Isogeometric Galerkin in rectangular plate bending problem based on UI approach

- Unified and integrated (UI) approach is a modification of Reissner-Mindlin plate theory.
- In UI approach total displacement is divided into bending and shear displacement.
- UI approach is used to define curvature and shear deformation as second and third derivative of bending displacement.
- With UI approach no shear locking problem occurs due to strong interdependence between bending displacement and rotation.
- In UI approach bending and shear displacement can be defined, while these are unrecognizable in Reissner-Mindlin theory.
- Numerical tests were done to see the performance of IGA Galerkin based on UI approach for thin to thick rectangular plate.

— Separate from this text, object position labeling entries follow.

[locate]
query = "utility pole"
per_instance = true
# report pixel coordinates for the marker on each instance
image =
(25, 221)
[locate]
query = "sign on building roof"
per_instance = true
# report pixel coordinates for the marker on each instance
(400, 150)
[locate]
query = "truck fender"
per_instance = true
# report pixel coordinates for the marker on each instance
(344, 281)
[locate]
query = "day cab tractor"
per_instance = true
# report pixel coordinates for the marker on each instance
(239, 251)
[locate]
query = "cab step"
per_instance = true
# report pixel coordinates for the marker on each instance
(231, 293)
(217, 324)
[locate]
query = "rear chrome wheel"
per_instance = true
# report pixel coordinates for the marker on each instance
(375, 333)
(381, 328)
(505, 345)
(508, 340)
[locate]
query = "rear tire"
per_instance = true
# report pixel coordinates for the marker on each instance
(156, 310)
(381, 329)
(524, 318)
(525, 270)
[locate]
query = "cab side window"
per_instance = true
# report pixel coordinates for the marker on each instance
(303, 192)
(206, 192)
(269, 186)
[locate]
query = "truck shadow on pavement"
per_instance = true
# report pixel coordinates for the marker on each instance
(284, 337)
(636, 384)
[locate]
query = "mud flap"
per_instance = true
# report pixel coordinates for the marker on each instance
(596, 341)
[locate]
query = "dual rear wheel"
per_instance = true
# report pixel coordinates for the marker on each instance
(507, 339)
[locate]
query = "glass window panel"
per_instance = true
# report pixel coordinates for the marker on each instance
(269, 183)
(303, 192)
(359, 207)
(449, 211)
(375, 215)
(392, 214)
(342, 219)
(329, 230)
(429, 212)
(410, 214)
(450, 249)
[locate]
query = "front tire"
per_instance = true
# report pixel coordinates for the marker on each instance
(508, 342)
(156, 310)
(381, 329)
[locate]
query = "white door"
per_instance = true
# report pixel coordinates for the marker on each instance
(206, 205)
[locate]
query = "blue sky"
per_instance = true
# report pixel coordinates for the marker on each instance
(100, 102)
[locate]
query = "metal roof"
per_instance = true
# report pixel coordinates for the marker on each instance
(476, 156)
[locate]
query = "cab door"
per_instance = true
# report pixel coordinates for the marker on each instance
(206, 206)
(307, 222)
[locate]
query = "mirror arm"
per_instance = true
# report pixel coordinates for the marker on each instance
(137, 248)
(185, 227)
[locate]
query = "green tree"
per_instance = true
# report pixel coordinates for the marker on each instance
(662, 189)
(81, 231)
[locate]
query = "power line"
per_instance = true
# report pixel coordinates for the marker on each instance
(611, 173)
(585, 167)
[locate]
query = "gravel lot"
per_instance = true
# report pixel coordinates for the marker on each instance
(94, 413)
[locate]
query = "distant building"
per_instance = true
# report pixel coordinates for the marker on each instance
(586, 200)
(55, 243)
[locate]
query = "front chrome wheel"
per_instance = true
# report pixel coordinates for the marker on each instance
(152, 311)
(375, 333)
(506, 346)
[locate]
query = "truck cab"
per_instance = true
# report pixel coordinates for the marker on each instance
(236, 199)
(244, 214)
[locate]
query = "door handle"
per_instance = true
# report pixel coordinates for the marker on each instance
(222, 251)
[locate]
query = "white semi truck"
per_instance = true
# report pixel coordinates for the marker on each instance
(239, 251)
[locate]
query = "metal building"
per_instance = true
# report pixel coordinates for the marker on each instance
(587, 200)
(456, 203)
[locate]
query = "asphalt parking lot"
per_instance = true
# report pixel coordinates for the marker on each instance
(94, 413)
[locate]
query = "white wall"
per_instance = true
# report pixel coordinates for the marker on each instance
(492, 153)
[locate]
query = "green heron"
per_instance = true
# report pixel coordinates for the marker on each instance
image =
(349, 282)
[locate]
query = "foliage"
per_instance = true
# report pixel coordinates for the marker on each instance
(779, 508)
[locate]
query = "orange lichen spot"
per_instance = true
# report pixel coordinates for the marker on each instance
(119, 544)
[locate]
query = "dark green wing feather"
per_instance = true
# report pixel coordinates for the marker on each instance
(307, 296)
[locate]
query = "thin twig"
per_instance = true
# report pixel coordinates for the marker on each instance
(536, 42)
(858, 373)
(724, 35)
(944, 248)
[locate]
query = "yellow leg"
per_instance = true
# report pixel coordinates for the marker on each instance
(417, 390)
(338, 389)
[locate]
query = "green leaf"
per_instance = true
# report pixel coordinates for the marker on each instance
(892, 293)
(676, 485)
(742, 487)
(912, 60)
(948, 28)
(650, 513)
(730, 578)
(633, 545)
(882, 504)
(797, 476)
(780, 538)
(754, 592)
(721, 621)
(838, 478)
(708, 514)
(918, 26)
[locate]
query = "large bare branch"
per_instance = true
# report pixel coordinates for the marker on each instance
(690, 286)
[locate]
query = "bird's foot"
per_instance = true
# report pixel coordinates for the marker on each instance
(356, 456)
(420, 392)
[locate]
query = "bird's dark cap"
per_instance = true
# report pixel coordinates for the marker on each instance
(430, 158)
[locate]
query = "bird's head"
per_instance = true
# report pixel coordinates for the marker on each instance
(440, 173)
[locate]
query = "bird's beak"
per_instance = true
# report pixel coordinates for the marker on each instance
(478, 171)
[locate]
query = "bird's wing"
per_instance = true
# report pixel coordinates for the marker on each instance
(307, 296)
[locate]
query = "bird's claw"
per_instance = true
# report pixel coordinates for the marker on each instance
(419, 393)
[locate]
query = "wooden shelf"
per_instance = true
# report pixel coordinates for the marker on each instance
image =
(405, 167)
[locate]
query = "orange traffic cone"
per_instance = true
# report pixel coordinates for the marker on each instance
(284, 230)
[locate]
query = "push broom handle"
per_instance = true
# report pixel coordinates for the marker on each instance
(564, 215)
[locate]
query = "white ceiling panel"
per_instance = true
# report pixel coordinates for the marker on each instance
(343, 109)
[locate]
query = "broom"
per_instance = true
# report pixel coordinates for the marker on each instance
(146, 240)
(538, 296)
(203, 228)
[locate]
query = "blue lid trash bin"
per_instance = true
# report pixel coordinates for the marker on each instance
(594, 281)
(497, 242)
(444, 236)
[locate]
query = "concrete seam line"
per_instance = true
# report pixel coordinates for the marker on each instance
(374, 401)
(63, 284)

This paper presents the development of Isogeometric Analysis for plate bending problems based on unified and integrated (UI) approach, which is a modification of Reissner-Mindlin plate theory for solving thick to thin plate problems. In Reissner-Mindlin, the total displacement and two rotations are independent of each other, while in this UI approach the total displacement is split into bending displacement and shear displacement which causes the rotations, curvatures and shear deformations can be defined as first, second and third derivatives of bending displacement, respectively. The virtual work of Galerkin Method is used to define bending stiffness and shear stiffness of the element. Several convergence tests were conducted to observe the performance of unified and integrated approach in rectangular plate of different types of boundaries conditions. The result of thick and thin plate showed good results despite of low number of element with fourth degree of polynomial or increasing degree of polynomial with only one element.